The strangest thing in my opinion, is that the kids here in United States pretty much rebel against their parents. They are yelling to their parents, and they don't obey their parents. Even though there are some kids who do not do these things, it really surprised me when I first came here. But I realized that everything is just different and I believe that in every single way of life there will be good and bad.

Before I came here, my grandparents did not agree with the idea of me coming to United States. They thought, and even they still think, that United States is not a good country for me especially because I am a Muslim. But my parents believed I would be fine and easily adjust to the culture and society in United States. I then went to the airport with my parents and flew for 24 hours through Singapore, Germany, and then arrived in Washington, DC. It was a tiring journey, but it was also very interesting.

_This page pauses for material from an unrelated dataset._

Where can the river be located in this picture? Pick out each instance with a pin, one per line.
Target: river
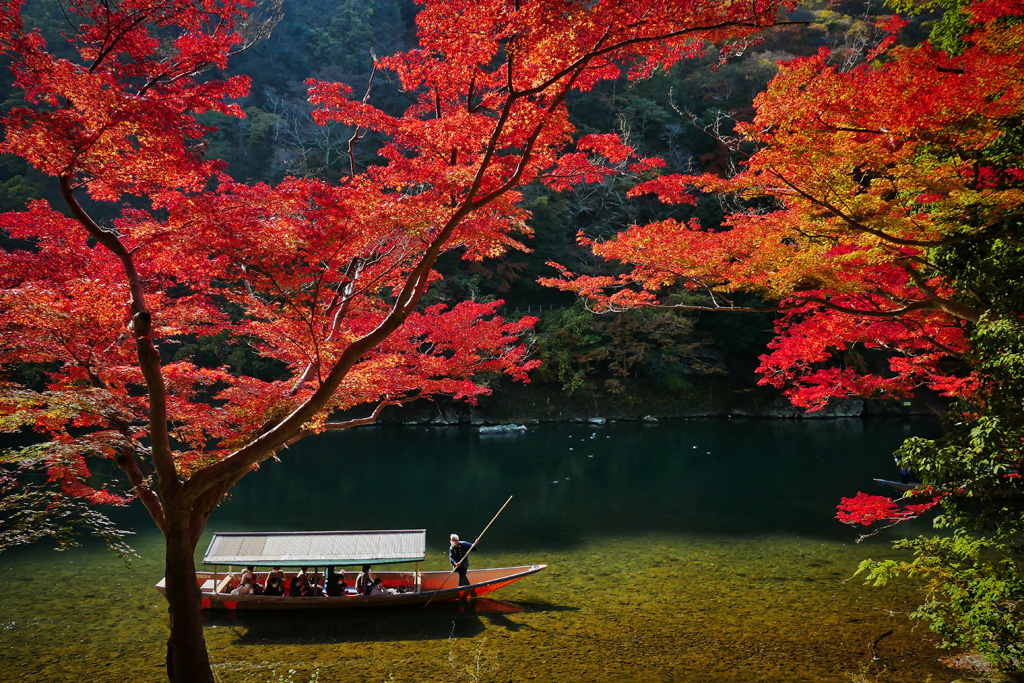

The first time I met my host family, I was so nervous and scared about being with an American family because I heard a lot from most people that Americans are selfish. But then I found something different about American family. They are not as bad as I thought or the other people thought.

My host family is so nice and so friendly. I learned a lot from them. They told me a lot of information about what I did not know about United States and Americans. They helped me adjust, and they always try to make me feel like I am part of the family. Friends at my high school are also so nice. I know almost all of the kids or probably they know me more than I know them.

Talking about tsunami, lots of people in my community and school felt so bad for it. They helped me raise money for the tsunami relief efforts. Even though I did not collect a lot of money, I was able to raise a fair amount of money and felt like I did something useful for my country.